Especialista alerta: “Em hospitais que tratam câncer, a biossegurança não pode ser simbólica — precisa ser real, diária e liderada”
Enquanto o mês de outubro mobiliza campanhas de conscientização sobre o câncer de mama, a atenção aos pacientes vai além dos exames e diagnósticos. Nos bastidores dos hospitais, uma outra barreira, muitas vezes invisível, pode ser decisiva para a recuperação de quem enfrenta a doença: a limpeza hospitalar.
Segundo dados da Organização Mundial da Saúde (OMS), 15% dos pacientes internados em países em desenvolvimento contraem algum tipo de infecção hospitalar. No Brasil, o número ultrapassa 1 milhão de casos por ano, resultando em milhares de mortes evitáveis — muitas delas em pacientes imunocomprometidos, como os em tratamento oncológico.
“Falamos tanto de cuidado durante o Outubro Rosa, mas a segurança de um paciente com câncer começa pelo básico: um ambiente limpo, seguro, controlado.
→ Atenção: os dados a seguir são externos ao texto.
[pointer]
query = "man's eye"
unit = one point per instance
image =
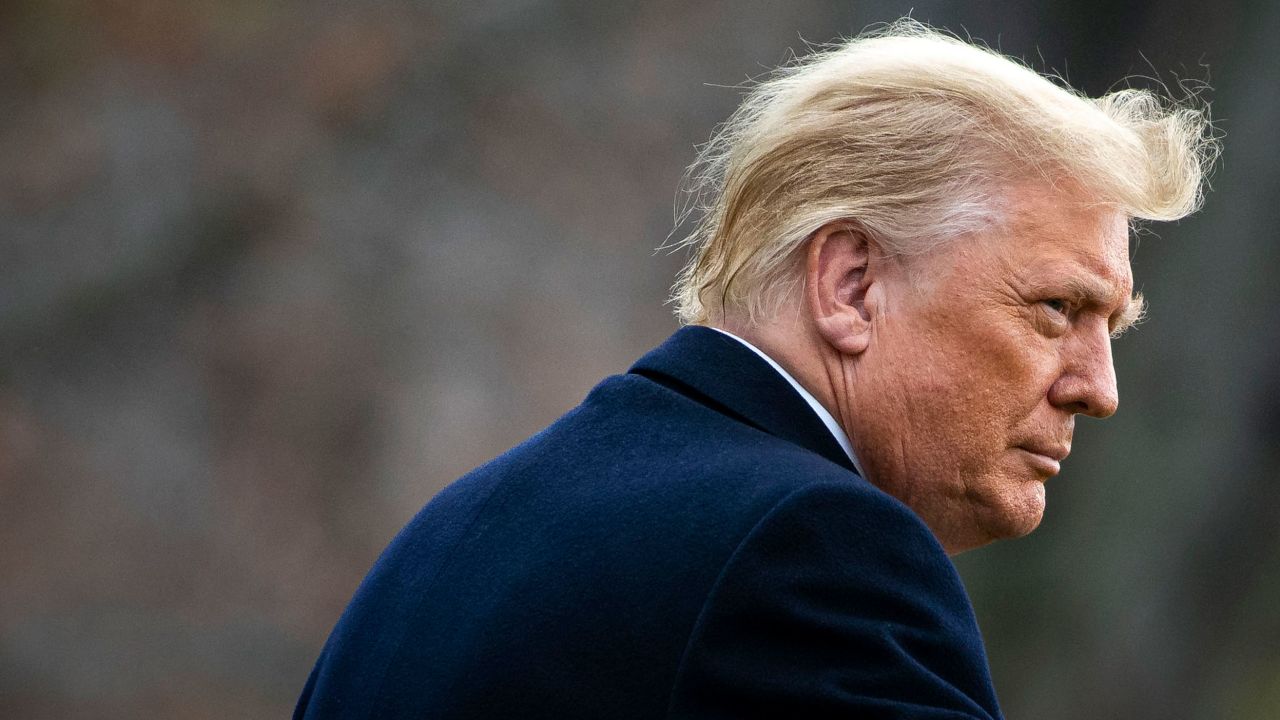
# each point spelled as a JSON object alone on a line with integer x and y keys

Para quem tem a imunidade fragilizada, uma falha na limpeza não é detalhe é ameaça direta à vida”, alerta Thalita Bragança, enfermeira do trabalho e especialista em liderança de alta performance e desenvolvimento humano.
Em 2023, mais de 34 mil infecções de corrente sanguínea foram registradas apenas em UTIs brasileiras, segundo a SOBRASP (Sociedade Brasileira de Profissionais em Controle de Infecção). Isso demonstra como a limpeza, muitas vezes invisível, tem papel vital na contenção de surtos e na interrupção da cadeia de contaminação dentro de hospitais.
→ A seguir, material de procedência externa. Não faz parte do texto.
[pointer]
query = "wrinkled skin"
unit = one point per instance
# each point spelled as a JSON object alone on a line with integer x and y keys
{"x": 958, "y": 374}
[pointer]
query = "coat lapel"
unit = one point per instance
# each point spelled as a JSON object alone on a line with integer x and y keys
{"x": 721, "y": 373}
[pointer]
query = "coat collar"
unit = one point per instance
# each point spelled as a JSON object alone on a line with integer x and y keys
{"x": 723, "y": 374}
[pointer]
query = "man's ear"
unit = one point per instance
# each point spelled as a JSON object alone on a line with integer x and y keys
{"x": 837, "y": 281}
“Limpeza hospitalar não é estética, é estratégia de saúde pública. E como toda estratégia, depende de liderança. Não basta ter protocolo na parede, é preciso transformar biossegurança em cultura diária, especialmente em alas de oncologia, UTIs e centros cirúrgicos”, pontua Thalita.
Trabalhadores expostos, pacientes em risco
Além do impacto direto na segurança dos pacientes, a precarização das condições de trabalho das equipes de limpeza hospitalar também chama atenção. Um estudo da Fiocruz revelou que 38% dos profissionais de higienização hospitalar já sofreram acidentes com materiais perfurocortantes. A maioria atua em contato direto com material biológico, resíduos infectantes e superfícies contaminadas — muitas vezes, sem EPIs adequados.
“Não existe biossegurança real com equipes desprotegidas. Trabalhar sem EPI é trabalhar com medo e medo gera estresse, ansiedade, queda de desempenho. Isso afeta o profissional, a equipe e, no fim, o paciente. Equipamento de proteção não é gasto é respeito, reforça Thalita.
Descarte incorreto ainda é realidade no país
Outro fator negligenciado é o descarte inadequado de resíduos hospitalares, que amplia o risco de contaminação para além das unidades de saúde. Segundo dados da ABRELPE, mais de 30% dos resíduos de serviços de saúde foram descartados de forma incorreta em 2021, contaminando o solo, o ar, os lençóis freáticos — e afetando principalmente catadores, comunidades vulneráveis e o meio ambiente.
“Não é apenas um problema técnico. É uma questão ética. O descarte incorreto é uma ameaça silenciosa à saúde pública. Quem lidera um hospital e ignora isso está assumindo o risco de gerar surtos evitáveis”, diz Thalita.
Cultura de biossegurança começa na liderança
A Anvisa, por meio da RDC 222/2018, estabelece diretrizes rigorosas para limpeza, desinfecção, uso de EPIs e gerenciamento de resíduos em serviços de saúde. Mas, na prática, o cumprimento dessas regras ainda falha por um motivo comum: falta de liderança presente, treinada e comprometida.
“A biossegurança não depende só de técnica. Depende de comportamento. É o líder que garante que o protocolo saia do papel, que o treinamento seja constante, que o profissional da limpeza se sinta parte da missão de salvar vidas. E isso vale ainda mais em hospitais que tratam pacientes vulneráveis, como os do Outubro Rosa”, afirma a especialista.
Da invisibilidade ao protagonismo
Thalita destaca que os hospitais com os melhores indicadores de controle de infecção são justamente aqueles que integram a equipe de limpeza às decisões estratégicas: com treinamentos, reuniões de risco, feedbacks e reconhecimento profissional.
“Limpeza não é apoio. É núcleo de cuidado. E quem protege vidas todos os dias, em silêncio, merece respeito, visibilidade e liderança comprometida. O Outubro Rosa fala de prevenção e um hospital limpo é, talvez, a forma mais invisível e poderosa de prevenir complicações sérias em pacientes com câncer”, conclui.